Armania Temporal range: Late Eocene (Ergilian), 37.8–33.9 Ma PreꞒ Ꞓ O S D C P T J K Pg N Da. S T Ypr. Lut. B Pr. Rup. Ch.

Scientific classification
- Kingdom: Animalia
- Phylum: Chordata
- Class: Mammalia
- Infraclass: Placentalia
- Order: Perissodactyla
- Superfamily: Rhinocerotoidea
- Genus: †Armania Gabunia & Dashzeveg, 1988
- Species: †A. asiana
- Binomial name: †Armania asiana Gabunia & Dashzeveg, 1988

= Armania (mammal) =

- Genus: Armania
- Species: asiana
- Authority: Gabunia & Dashzeveg, 1988
- Parent authority: Gabunia & Dashzeveg, 1988

Extinct genus of mammals

Armania is an extinct genus of rhinocerotoid of disputed affinities that lived in East Asia during the Late Eocene.
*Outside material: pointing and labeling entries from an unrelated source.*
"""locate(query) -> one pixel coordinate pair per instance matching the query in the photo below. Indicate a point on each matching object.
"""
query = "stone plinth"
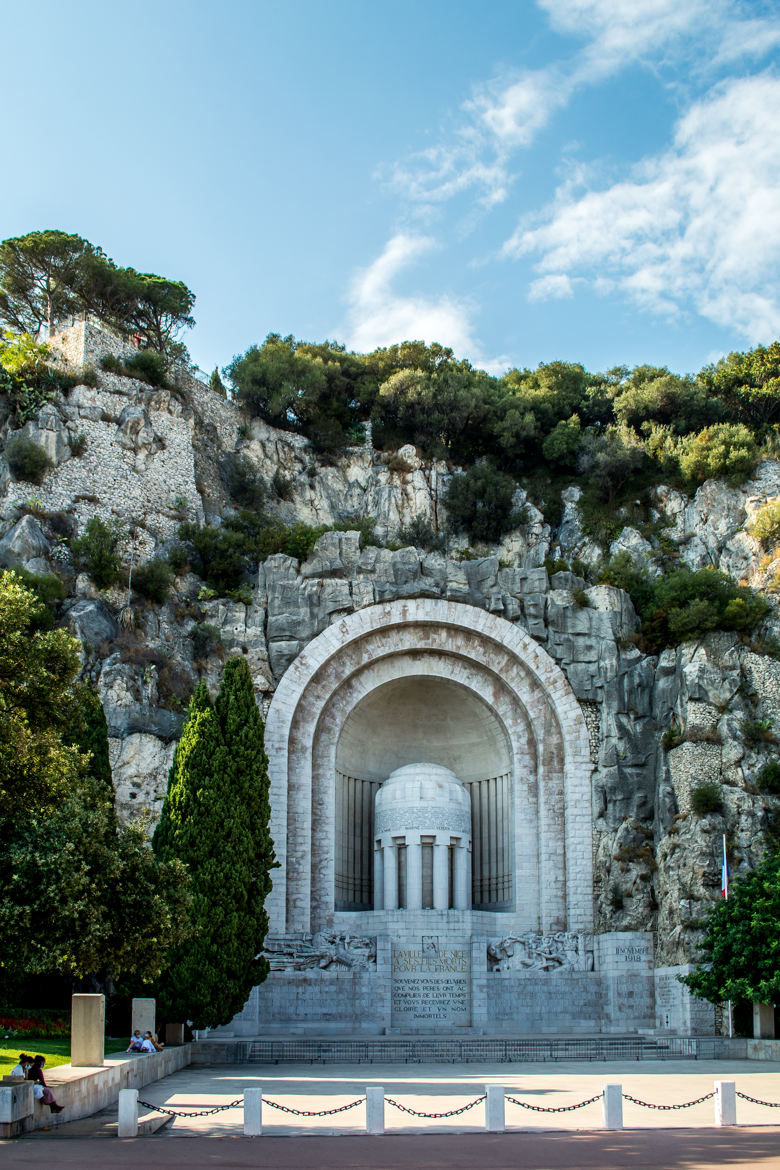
(87, 1031)
(15, 1108)
(676, 1010)
(625, 962)
(764, 1021)
(143, 1016)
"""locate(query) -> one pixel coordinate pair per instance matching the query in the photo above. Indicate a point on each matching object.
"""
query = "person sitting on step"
(35, 1073)
(151, 1044)
(20, 1069)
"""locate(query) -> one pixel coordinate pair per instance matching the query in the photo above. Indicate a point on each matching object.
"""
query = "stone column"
(764, 1021)
(390, 854)
(379, 879)
(143, 1016)
(413, 874)
(87, 1031)
(461, 876)
(441, 874)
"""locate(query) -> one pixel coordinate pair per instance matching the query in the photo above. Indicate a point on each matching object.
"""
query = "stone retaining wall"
(87, 1091)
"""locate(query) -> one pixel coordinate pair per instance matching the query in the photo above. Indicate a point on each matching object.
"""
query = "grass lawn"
(56, 1052)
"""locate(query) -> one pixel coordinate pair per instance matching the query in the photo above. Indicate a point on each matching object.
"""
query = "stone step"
(443, 1050)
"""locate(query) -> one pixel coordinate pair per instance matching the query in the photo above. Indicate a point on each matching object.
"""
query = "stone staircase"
(390, 1050)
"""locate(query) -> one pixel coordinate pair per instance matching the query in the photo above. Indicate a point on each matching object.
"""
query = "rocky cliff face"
(152, 459)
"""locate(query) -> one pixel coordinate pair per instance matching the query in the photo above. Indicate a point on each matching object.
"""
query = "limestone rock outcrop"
(661, 728)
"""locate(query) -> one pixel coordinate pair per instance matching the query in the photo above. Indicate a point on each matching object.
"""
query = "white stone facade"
(504, 784)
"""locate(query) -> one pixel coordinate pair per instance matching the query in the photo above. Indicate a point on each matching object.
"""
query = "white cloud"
(698, 224)
(506, 114)
(556, 287)
(381, 316)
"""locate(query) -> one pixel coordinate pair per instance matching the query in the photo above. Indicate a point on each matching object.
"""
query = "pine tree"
(90, 735)
(215, 820)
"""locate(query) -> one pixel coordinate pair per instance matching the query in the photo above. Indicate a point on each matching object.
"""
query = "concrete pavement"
(437, 1088)
(634, 1149)
(672, 1140)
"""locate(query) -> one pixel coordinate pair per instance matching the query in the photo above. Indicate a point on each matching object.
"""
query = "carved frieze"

A single species is recognized, A. asiana, known from the Ergilin Dzo Formation in Mongolia. Armania is known from fragmentary skull material and has been classified in various positions within Rhinocerotoidea. Recent research generally favors Armania as either an amynodont or a hyracodont.

== Research history ==
Armania asiana is known from the Late Eocene Ergilin Dzo Formation in Mongolia. The genus and species were described by Gabunia Leonide Gabunia and Demberelyin Dashzeveg in 1988, with additional descriptive and systematic work being published by Dashzeveg in 1991. The only fossils known of Armania are fragments of upper jaws and isolated teeth.
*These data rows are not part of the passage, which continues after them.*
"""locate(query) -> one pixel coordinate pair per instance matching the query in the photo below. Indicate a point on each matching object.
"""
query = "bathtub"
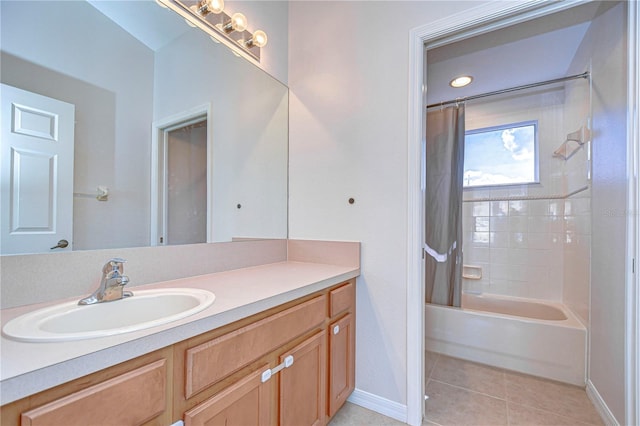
(544, 339)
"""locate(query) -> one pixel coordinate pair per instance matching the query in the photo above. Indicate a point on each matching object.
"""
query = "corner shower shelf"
(573, 143)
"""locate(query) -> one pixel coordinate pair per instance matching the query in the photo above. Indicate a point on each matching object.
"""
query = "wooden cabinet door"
(341, 362)
(303, 384)
(132, 398)
(247, 402)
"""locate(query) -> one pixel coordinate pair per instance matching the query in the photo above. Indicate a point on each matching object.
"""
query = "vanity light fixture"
(461, 81)
(206, 7)
(238, 22)
(259, 39)
(210, 16)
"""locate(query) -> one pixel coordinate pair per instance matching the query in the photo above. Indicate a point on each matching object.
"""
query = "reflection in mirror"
(132, 72)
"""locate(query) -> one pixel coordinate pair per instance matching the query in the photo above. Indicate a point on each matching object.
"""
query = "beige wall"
(348, 75)
(607, 49)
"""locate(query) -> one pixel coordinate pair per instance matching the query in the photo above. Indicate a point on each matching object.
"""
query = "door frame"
(158, 131)
(475, 21)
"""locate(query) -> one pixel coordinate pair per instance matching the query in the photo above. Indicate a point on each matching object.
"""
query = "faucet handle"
(115, 264)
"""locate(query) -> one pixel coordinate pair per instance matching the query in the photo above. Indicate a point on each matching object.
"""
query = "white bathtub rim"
(572, 320)
(446, 332)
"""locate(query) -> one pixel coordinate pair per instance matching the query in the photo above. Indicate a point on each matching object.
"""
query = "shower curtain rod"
(511, 89)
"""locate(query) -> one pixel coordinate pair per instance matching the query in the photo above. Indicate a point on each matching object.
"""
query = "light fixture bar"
(220, 23)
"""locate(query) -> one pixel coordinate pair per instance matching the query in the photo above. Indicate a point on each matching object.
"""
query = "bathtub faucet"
(111, 285)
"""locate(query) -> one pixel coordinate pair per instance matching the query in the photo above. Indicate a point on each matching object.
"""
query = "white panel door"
(36, 200)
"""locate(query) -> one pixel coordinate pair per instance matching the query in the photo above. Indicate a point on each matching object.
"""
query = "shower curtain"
(443, 205)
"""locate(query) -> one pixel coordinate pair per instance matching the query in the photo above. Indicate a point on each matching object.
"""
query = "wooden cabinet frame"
(195, 388)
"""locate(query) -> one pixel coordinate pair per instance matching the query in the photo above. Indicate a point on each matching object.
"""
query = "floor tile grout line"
(549, 412)
(467, 389)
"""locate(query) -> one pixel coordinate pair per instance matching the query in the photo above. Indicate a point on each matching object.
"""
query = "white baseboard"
(380, 405)
(601, 407)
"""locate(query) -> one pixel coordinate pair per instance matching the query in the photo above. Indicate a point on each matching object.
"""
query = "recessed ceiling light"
(461, 81)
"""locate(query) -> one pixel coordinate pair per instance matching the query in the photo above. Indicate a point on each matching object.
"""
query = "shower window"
(501, 155)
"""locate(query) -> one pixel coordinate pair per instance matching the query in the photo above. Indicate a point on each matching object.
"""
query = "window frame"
(536, 151)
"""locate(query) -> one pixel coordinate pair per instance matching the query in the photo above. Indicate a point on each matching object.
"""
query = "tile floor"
(466, 393)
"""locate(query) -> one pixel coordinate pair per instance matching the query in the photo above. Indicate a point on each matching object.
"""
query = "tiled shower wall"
(518, 244)
(533, 248)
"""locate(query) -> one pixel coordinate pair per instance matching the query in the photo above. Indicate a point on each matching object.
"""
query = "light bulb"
(259, 39)
(461, 81)
(238, 22)
(206, 7)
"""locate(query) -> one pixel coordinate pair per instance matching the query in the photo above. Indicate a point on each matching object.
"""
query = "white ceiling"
(144, 19)
(533, 51)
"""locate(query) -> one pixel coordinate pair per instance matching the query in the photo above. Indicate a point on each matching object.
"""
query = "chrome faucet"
(111, 284)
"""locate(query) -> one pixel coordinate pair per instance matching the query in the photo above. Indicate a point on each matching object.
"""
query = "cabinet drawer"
(247, 402)
(342, 298)
(214, 360)
(129, 399)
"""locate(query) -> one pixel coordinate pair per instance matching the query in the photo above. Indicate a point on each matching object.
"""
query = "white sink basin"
(145, 309)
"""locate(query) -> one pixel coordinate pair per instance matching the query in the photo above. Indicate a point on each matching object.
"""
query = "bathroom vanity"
(276, 347)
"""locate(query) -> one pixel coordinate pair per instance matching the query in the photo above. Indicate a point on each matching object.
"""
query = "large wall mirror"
(175, 140)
The name Armania is derived from the Mongolian word for rhinoceros, arman. The species name asiana is derived from the Latin asianus ("Asian").

== Description ==
Armania was evidently a specialized rhinocerotoid, showcasing some derived features. Armania had a much reduced facial region; the front edge of the orbits (eye sockets) of Armania was directly above its second upper premolars and tt had a relatively shallow nasal incisions, which nevertheless reached very nearly all the way to the orbits.
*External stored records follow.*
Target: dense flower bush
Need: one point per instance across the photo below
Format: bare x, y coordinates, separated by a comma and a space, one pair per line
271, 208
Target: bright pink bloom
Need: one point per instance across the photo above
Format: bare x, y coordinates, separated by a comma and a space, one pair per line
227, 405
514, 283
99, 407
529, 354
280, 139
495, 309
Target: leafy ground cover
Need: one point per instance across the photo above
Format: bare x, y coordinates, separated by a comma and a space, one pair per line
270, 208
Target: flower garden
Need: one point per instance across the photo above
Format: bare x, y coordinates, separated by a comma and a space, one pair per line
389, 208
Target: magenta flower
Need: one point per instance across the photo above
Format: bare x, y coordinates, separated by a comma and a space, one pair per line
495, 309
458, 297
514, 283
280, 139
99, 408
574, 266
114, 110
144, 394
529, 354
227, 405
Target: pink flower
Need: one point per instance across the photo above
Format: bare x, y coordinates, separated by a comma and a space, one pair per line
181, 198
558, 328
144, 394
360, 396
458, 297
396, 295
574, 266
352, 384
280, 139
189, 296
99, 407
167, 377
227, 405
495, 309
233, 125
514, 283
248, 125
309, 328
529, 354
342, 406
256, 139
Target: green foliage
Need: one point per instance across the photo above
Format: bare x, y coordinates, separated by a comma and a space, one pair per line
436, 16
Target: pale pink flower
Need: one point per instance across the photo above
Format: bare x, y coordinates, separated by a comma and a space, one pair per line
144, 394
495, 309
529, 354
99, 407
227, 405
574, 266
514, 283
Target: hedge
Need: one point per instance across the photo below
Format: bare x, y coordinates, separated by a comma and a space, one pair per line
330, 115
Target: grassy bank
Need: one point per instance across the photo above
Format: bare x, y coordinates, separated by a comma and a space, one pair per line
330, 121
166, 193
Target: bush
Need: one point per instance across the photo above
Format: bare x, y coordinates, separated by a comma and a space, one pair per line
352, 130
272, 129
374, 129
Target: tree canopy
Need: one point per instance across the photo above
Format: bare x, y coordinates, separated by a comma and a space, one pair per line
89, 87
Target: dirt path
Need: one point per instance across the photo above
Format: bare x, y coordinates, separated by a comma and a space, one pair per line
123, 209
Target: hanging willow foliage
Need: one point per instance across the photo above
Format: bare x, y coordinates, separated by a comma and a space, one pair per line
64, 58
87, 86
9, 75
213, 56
Armania had hypsodont (high-crowned) teeth. The canines were well-developed, round in cross-section, and directed slightly downwards and forwards.

== Classification ==
Dashzeveg classified Armania as a hyracodont, though did so at a time when the paraceratheres were also believed to be part of that family. He specifically classified it as an "indricotheriine hyracodontid" (i.e. what is presently understood as the family Paraceratheriidae). Dashzeveg believed Armania to be a descendant of Forstercooperia. In 1996, Dashzeveg erected a new hyracodont subfamily, "Alloceropinae", in which he included Armania, Eggysodon, Forstercooperia, Juxia, and Tenisia.

Later paleontologists have disagreed with Dashzeveg's classification of Armania, but opinions are divided over its correct position. Koenigswald, Holbrook & Rose (2011) and Lopatin (2020) classified Armania as an amynodont. Bai et al. (2020) and Tsubamoto et al. (2022) classified Armania as a hyracodont.